You can configure the API key using environment variables or pass it directly to the client:
export TYPECAST_API_KEY="your-api-key-here"

Advanced Usage

Emotion Control (ssfm-v30)

ssfm-v30 offers two emotion control modes: Preset and Smart.
Let the AI infer emotion from context:
from typecast import Typecast
from typecast.models import TTSRequest, SmartPrompt

client = Typecast()

response = client.text_to_speech(TTSRequest(
    text="Everything is going to be okay.",
    model="ssfm-v30",
    voice_id="tc_672c5f5ce59fac2a48faeaee",
    prompt=SmartPrompt(
        emotion_type="smart",
        previous_text="I just got the best news!",  # Optional context
        next_text="I can't wait to celebrate!"      # Optional context
    )
))

Audio Customization

Control loudness, pitch, tempo, and output format:
from typecast import Typecast
from typecast.models import TTSRequest, Output

client = Typecast()

response = client.text_to_speech(TTSRequest(
    text="Customized audio output!",
    model="ssfm-v30",
    voice_id="tc_672c5f5ce59fac2a48faeaee",
    output=Output(
        target_lufs=-14.0,   # Range: -70 to 0 (LUFS)
        audio_pitch=2,       # Range: -12 to +12 semitones
        audio_tempo=1.2,     # Range: 0.5x to 2.0x
        audio_format="mp3"   # Options: wav, mp3
    ),
    seed=42                  # Unsigned seed for reproducible results
))

Voice Discovery (V2 API)

List and filter available voices with enhanced metadata:
from typecast import Typecast
from typecast.models import VoicesV2Filter, TTSModel, GenderEnum, AgeEnum

client = Typecast()

# Get all voices
voices = client.voices_v2()

# Filter by criteria
filtered = client.voices_v2(VoicesV2Filter(
    model=TTSModel.SSFM_V30,
    gender=GenderEnum.FEMALE,
    age=AgeEnum.YOUNG_ADULT
))

# Display voice info
for voice in voices:
    print(f"ID: {voice.voice_id}, Name: {voice.voice_name}")
    print(f"Gender: {voice.gender}, Age: {voice.age}")
    print(f"Models: {', '.join(m.version.value for m in voice.models)}")
    print(f"Use cases: {voice.use_cases}")

Async Client

For high-performance applications, use the async client:
import asyncio
from typecast import AsyncTypecast
from typecast.models import TTSRequest

async def main():
    async with AsyncTypecast() as client:
        response = await client.text_to_speech(TTSRequest(
            text="Hello from async!",
            model="ssfm-v30",
            voice_id="tc_672c5f5ce59fac2a48faeaee"
        ))

        with open('async_output.wav', 'wb') as f:
            f.write(response.audio_data)

asyncio.run(main())

Streaming

Stream audio chunks in real-time for low-latency playback:
# pip install requests sounddevice
import sounddevice as sd
from typecast import Typecast
from typecast.models import TTSRequestStream, OutputStream

client = Typecast()

request = TTSRequestStream(
    text="Stream this text as audio in real time.",
    model="ssfm-v30",
    voice_id="tc_672c5f5ce59fac2a48faeaee",
    output=OutputStream(audio_format="wav")
)

with sd.RawOutputStream(samplerate=32000, channels=1, dtype="int16") as player:
    buf, first = bytearray(), True
    for chunk in client.text_to_speech_stream(request):
        if first:
            chunk = chunk[44:]  # Skip 44-byte WAV header
            first = False
        buf.extend(chunk)
        n = len(buf) - (len(buf) % 2)  # int16 alignment
        if n:
            player.write(bytes(buf[:n]))
            del buf[:n]
WAV streaming format: 32000 Hz, 16-bit, mono PCM. The first chunk includes a 44-byte WAV header (size = 0xFFFFFFFF); subsequent chunks are raw PCM only.

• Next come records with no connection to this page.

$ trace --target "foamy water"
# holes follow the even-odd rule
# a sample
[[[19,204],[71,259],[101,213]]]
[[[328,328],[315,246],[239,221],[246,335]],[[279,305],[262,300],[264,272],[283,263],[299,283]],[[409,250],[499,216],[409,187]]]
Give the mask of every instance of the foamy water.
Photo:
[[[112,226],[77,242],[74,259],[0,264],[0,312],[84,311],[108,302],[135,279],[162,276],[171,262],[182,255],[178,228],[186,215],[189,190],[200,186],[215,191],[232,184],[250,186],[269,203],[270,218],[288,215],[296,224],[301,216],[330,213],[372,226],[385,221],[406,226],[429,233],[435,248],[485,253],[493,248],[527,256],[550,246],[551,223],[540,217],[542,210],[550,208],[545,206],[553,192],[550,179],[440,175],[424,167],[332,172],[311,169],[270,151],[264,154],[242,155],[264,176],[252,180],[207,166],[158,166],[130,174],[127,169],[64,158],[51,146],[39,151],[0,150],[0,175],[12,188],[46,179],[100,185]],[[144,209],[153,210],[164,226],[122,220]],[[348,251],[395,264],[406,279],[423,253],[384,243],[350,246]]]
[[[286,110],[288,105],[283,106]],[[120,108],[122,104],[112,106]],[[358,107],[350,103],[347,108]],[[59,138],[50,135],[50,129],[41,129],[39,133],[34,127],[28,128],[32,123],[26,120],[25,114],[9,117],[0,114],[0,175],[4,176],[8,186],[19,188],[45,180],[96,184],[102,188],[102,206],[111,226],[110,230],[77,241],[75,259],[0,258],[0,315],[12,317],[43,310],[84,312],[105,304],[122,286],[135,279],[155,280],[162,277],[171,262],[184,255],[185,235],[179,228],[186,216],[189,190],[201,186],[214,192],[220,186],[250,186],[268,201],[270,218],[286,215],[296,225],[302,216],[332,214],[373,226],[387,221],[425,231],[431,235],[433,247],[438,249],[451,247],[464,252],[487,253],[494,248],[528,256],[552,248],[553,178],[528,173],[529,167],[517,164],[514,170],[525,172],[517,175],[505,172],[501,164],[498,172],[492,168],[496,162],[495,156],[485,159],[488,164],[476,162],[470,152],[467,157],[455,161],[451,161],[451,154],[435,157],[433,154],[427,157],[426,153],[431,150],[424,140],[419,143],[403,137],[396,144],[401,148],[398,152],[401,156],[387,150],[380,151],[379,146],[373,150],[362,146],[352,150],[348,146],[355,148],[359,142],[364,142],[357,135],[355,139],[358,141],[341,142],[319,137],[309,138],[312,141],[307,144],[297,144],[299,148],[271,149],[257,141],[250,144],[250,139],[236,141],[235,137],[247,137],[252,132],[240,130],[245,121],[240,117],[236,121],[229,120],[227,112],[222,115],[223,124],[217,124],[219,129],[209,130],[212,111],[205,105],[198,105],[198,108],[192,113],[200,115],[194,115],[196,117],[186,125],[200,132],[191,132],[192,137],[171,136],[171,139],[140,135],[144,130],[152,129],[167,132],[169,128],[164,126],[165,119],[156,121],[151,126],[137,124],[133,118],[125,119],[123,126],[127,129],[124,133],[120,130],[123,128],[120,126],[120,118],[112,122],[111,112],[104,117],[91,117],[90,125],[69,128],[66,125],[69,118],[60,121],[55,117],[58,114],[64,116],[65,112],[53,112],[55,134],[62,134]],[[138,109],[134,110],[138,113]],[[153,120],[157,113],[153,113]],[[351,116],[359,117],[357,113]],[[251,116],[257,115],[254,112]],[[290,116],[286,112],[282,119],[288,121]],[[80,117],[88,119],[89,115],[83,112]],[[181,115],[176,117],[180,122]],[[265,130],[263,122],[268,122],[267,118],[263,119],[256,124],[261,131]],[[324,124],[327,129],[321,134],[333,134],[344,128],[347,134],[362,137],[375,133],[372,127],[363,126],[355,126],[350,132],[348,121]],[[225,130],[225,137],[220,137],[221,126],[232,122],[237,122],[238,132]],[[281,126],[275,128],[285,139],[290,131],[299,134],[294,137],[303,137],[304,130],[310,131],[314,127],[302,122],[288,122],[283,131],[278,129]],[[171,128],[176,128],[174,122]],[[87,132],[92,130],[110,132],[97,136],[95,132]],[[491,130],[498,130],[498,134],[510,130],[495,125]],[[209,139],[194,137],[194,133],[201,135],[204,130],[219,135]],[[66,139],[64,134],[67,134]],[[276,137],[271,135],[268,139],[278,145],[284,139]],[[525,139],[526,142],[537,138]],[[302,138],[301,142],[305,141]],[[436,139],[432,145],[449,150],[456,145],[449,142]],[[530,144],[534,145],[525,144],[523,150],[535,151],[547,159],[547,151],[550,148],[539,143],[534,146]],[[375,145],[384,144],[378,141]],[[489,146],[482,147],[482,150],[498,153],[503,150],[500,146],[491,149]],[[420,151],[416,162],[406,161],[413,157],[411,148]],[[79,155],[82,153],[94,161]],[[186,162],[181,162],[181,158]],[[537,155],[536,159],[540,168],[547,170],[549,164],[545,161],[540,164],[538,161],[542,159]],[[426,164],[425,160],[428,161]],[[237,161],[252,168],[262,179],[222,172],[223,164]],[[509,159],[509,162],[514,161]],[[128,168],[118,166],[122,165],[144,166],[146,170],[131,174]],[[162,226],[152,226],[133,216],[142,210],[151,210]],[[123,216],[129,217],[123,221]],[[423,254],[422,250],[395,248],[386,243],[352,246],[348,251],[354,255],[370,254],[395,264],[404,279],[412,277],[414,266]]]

For MP3: 320 kbps, 44100 Hz, each chunk is independently decodable. The streaming endpoint does not support volume or target_lufs.

Timestamp TTS

text_to_speech_with_timestamps() wraps POST /v1/text-to-speech/with-timestamps and returns the audio together with per-word and per-character alignment data — useful for karaoke highlights, subtitle generation, and lip-sync applications.

Basic Usage

from typecast import Typecast
from typecast.models import TTSRequestWithTimestamps

client = Typecast(api_key="YOUR_API_KEY")

response = client.text_to_speech_with_timestamps(TTSRequestWithTimestamps(
    text="Hello. How are you?",
    model="ssfm-v30",
    voice_id="tc_60e5426de8b95f1d3000d7b5",
))

# Save audio
with open("output.wav", "wb") as f:
    f.write(response.audio_bytes())

print(f"Duration: {response.audio_duration}s")
for word in response.words:
    print(f"  [{word.start_time:.3f}s – {word.end_time:.3f}s] {word.text}")

Granularity

Pass granularity="word" (default) or granularity="char" to control the alignment unit.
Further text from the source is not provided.